Your teen is ready to drive. Naturally, you’re concerned, maybe even a little anxious. After all, in your mind, they’re still your baby. You can’t imagine them facing the everyday challenges and obstacles of driving. It’s important that you feel comfortable teaching your teen. You play a key rule in the development of your young driver’s driving skills. Teaching your teen how to drive is arguably one of the most challenging tasks you’ll have as a parent. These 14 essential tips for parents of new drivers will help you manage.
- Set a good example. Drive safely and avoid distractions while you’re driving. Don’t text, eat or drink, or speed. Do buckle up. Your young driver will be more inclined to follow driving rules, if they see you doing it.
- Consider investing in a driving course. Your state department of motor vehicles should be able to provide you with approved driving courses. If your child’s school offers drivers’ ed, encourage them to enroll in the class. A knowledgeable driver is a safe driver.
- Remind your young driver that driving is a privilege. Have a serious discussion and let them know what is expected from them, as well as what the consequences are for not following your rules. Consider creating a teen driving contract.
- Discuss driving costs. Decide who will handle car payments, insurance payments, gas, and maintenance. Teen drivers will take driving more seriously, if they have to manage some of the costs.
- Enforce your states teen driving laws. All states have graduated driver licensing (GDL) systems, which help ensure teens can build driving skills under low-risk conditions. All states have 3-step GDL systems, although laws may vary. The stages are learner’s permit, intermediate license, and unrestricted license. (A link containing the GDL laws for individual states is listed in the sources below.)
- Don’t talk down or scold your driver while driving. This creates a negative environment, creates distractions, and hinders your young driver’s learning. Instruct in a calming tone. You don’t have to wait to give feedback or address errors, but you can pullover to do that. If you sense tension in your teen, head home, and plan for another driving lesson at a later date.
- Keep talking at a minimum to avoid distracting your teen driver.
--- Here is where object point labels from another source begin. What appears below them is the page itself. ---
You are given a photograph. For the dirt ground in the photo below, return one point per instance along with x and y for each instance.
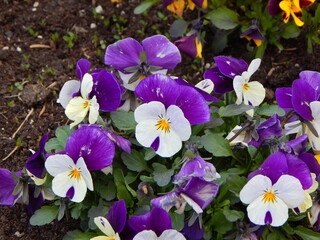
(35, 61)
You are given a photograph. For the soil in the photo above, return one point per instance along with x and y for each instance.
(34, 67)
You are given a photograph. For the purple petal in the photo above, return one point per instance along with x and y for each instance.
(117, 215)
(302, 95)
(274, 8)
(208, 97)
(107, 89)
(121, 142)
(284, 97)
(158, 87)
(230, 66)
(193, 105)
(156, 220)
(222, 84)
(35, 164)
(82, 68)
(123, 53)
(7, 185)
(187, 45)
(195, 231)
(161, 52)
(202, 192)
(93, 145)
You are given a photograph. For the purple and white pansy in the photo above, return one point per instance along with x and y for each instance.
(97, 91)
(135, 61)
(168, 110)
(88, 148)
- Give young drivers advance notice when you want them to turn, slow down, or stop. Yelling at the last minute creates unnecessary tension. Not only that, it can cause an accident.
- Keep an eye out for potential hazards and dangers, such as road construction or accidents. New drivers haven’t quite mastered scanning techniques and may not recognize danger until it’s too late.
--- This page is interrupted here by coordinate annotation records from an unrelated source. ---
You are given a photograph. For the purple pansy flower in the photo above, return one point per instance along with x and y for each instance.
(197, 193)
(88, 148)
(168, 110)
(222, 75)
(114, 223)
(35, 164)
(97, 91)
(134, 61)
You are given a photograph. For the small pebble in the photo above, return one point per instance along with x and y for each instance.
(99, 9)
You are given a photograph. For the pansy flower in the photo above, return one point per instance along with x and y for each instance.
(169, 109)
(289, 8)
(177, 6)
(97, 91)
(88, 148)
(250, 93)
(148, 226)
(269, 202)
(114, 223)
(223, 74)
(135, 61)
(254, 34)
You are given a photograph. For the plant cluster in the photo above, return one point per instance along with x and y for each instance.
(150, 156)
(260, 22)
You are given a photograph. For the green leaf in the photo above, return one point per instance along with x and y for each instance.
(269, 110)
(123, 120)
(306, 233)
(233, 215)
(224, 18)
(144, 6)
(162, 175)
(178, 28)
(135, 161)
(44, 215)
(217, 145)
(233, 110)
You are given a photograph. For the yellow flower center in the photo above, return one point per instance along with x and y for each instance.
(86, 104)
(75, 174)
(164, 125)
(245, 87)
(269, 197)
- Teach your child how to pump their own gas, check fluids, and any regular maintenance they can safely do on their own.
- Make sure your driver’s vehicle has an emergency car kit with items such as a first aid kit, jumper cables, a spare tire, and a jack, among other things. Remind them to replace whatever is used, and ensure they know how to use the items in the kit.
- Give them a safe car to drive. Many parents will give teen drivers an old, secondhand car, or a hand-me-down that is past its prime. Often these cars will not have some of the necessary safety features newer cars have such as anti-lock brakes and airbags. That’s not to say, get them a a brand new car, but recognize that your teen needs to be safe while driving.
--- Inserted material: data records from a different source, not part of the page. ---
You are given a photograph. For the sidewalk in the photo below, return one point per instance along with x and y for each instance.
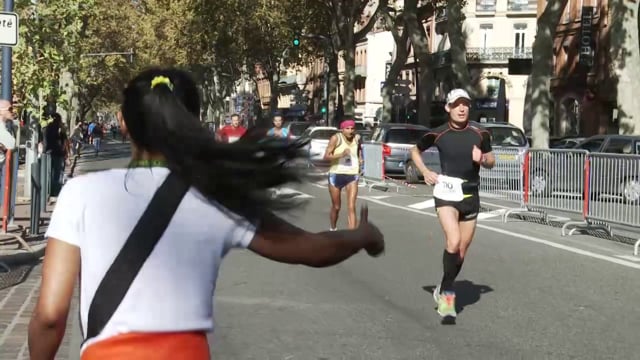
(19, 288)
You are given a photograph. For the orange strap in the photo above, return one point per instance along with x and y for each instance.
(157, 346)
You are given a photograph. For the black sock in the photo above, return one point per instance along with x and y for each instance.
(450, 265)
(459, 266)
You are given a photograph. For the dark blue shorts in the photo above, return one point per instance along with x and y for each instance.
(342, 180)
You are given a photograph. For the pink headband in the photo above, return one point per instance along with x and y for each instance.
(347, 123)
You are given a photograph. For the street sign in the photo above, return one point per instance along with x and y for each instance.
(8, 29)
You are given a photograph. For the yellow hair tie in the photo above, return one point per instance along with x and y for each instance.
(161, 80)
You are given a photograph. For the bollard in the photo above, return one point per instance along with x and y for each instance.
(6, 190)
(43, 182)
(36, 186)
(14, 187)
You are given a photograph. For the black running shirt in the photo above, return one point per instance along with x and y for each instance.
(455, 147)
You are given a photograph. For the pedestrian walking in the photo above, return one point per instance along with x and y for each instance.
(147, 279)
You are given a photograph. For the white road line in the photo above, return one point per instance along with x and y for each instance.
(424, 205)
(629, 257)
(290, 191)
(574, 250)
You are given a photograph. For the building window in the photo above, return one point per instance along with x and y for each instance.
(485, 35)
(519, 46)
(522, 5)
(485, 5)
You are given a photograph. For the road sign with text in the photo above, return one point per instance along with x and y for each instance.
(8, 29)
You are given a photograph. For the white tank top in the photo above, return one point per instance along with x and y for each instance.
(174, 289)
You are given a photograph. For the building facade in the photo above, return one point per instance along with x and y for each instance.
(581, 86)
(495, 30)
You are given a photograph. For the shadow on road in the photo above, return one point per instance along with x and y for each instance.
(467, 293)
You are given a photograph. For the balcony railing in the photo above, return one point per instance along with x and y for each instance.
(483, 55)
(485, 5)
(497, 54)
(522, 5)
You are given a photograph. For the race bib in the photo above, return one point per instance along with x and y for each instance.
(448, 188)
(348, 163)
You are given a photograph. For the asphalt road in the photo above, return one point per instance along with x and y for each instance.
(524, 293)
- Don’t get upset by an accident. Everyone makes mistakes, and new drivers, regardless of how safely they drive, will make them. Of course that’s easier said than done, but it’s important for your child to know that they can be honest if they make a mistake without fear of an overreaction.
- Share driving responsibilities. Send your teen to the grocery store or have them pick up a younger sibling from school. It’s going to be difficult to send them off on their own, but you are giving them the opportunity to practice, build confidence, and teach them that driving is a responsibility, as well. You’re also taking some of the driving responsibilities off your plate.